Book Review Roundup: Short Stories And Scientology Secrets

Book Review Roundup: Short Stories And Scientology Secrets

"The Red Market: On the Trail of the World's Organ Brokers, Bone Thieves, Blood Farmers and Child Traffickers" by Scott Carney

The book's shortcomings are minor compared to Carney's unflinching, on-the-ground look at the way we value flesh — ours and others.

"Ladies and Gentlemen: Stories" by Adam Ross

There is much to admire about Ross as a writer. He crafts smooth sentences and can make you laugh out loud without ever undermining or selling out the poignancy of his stories...These irresistible stories will sweep you away, and of course that should be the goal of any true storyteller.

"Nothing Daunted: The Unexpected Education of Two Society Girls in the West" by Dorothy Wickenden

The book raises an interesting question: What makes a story history rather than family history? Why should we bother about someone else's family, commonplace people who lived long ago? Wickenden's book also answers that question, offering a nice primer on how to write the history of ordinary life. Though the origins of the book are homely, Nothing Daunted deserves an audience beyond the folks gathered around the potato salad at the author's family reunion.

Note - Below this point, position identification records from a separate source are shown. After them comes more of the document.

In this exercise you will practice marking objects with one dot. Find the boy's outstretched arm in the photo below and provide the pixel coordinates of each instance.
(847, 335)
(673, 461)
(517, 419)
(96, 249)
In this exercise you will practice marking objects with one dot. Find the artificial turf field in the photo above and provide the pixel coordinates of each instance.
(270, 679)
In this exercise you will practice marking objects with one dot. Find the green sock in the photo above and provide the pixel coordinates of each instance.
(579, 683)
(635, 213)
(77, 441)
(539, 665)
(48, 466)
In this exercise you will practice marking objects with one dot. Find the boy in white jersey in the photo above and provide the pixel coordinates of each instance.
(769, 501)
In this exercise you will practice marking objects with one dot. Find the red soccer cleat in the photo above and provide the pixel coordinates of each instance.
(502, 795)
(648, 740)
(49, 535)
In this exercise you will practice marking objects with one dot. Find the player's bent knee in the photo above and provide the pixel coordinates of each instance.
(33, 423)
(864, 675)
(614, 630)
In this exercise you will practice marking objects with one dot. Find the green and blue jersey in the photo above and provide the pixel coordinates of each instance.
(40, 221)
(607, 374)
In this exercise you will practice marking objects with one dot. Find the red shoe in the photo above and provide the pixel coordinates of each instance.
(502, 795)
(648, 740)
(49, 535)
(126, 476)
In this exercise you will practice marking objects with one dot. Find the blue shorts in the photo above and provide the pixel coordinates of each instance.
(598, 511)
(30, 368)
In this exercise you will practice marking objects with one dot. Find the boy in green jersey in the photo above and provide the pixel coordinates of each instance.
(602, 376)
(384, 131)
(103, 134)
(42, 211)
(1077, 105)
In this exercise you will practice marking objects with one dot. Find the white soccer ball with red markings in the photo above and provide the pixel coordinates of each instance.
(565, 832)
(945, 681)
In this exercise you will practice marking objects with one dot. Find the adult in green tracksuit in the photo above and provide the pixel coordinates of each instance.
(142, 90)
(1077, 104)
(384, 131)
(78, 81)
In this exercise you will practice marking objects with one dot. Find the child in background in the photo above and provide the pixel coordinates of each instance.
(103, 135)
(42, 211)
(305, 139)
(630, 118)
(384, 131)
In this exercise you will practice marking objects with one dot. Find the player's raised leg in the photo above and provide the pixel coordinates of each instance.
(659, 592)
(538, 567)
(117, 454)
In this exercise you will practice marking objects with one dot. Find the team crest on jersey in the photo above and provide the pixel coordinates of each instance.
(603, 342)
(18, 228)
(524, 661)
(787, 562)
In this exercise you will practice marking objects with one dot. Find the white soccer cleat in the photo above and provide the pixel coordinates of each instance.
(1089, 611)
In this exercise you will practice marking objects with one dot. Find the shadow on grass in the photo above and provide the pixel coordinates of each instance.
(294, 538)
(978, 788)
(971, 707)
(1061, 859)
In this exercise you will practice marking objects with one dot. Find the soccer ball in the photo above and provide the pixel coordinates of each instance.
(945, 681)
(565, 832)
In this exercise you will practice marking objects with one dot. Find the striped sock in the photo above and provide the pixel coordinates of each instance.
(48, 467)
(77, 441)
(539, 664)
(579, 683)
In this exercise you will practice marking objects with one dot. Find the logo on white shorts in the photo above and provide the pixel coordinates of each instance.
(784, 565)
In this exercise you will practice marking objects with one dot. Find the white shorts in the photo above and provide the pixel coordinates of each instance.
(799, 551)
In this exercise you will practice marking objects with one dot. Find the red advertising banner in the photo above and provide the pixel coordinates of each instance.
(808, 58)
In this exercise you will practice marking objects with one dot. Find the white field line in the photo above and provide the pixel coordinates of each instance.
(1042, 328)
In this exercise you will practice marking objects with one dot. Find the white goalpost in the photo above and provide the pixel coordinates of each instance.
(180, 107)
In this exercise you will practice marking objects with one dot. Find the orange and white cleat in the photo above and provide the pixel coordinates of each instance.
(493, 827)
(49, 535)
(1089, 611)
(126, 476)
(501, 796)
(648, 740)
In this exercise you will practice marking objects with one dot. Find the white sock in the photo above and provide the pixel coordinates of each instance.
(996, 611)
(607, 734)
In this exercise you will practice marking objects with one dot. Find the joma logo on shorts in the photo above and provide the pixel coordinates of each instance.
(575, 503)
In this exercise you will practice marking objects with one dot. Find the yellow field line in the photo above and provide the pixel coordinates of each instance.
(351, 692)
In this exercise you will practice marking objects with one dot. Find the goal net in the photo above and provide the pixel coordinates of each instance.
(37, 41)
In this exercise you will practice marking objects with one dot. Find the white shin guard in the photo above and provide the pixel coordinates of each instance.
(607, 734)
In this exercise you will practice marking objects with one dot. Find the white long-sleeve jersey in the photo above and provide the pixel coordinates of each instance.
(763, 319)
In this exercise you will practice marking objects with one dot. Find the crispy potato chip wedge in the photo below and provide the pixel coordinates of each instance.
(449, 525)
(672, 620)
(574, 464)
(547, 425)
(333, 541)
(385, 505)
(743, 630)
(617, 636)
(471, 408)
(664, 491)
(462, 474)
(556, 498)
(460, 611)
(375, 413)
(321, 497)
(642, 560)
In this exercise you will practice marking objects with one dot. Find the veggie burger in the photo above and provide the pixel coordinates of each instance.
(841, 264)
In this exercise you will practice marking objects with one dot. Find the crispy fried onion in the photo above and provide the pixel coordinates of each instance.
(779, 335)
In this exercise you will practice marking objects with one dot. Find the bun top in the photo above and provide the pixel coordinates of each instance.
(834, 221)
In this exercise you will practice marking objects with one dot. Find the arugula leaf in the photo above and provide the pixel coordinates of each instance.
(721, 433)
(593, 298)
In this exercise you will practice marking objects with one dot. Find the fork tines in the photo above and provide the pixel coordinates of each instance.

"Inside Scientology" by Janet Reitman

Reitman's book, which grew out of an article the Rolling Stone contributing editor wrote for the magazine in 2006, is a well-researched and compelling read, especially for those who start with little knowledge about Scientology, Hubbard or his successor, David Miscavige. While it lacks blockbuster revelations, it mostly delivers on Reitman's promise of an "objective modern history" of the church.

"A World on Fire: Britain’s Crucial Role in the American Civil War" by Amanda Foreman

The extraordinary cast portrayed in “A World on Fire,” by Amanda Foreman — who is also the author of “Georgiana: Duchess of Devonshire” — extends from men who fled England to escape poverty to aristocratic Union officers like Major John Fitzroy de Courcy, later Lord Kingsale, a veteran of the Crimea, not to mention Colonel Sir Percy Wyndham, a soldier of fortune whose knighthood was actually Italian.

"The Interrogator: An Education" by Glenn Carle

Its contradiction of Suskind’s report aside, The Interrogator is most telling in its account of how Carle’s superiors at the CIA reacted to his conclusions: by ignoring them.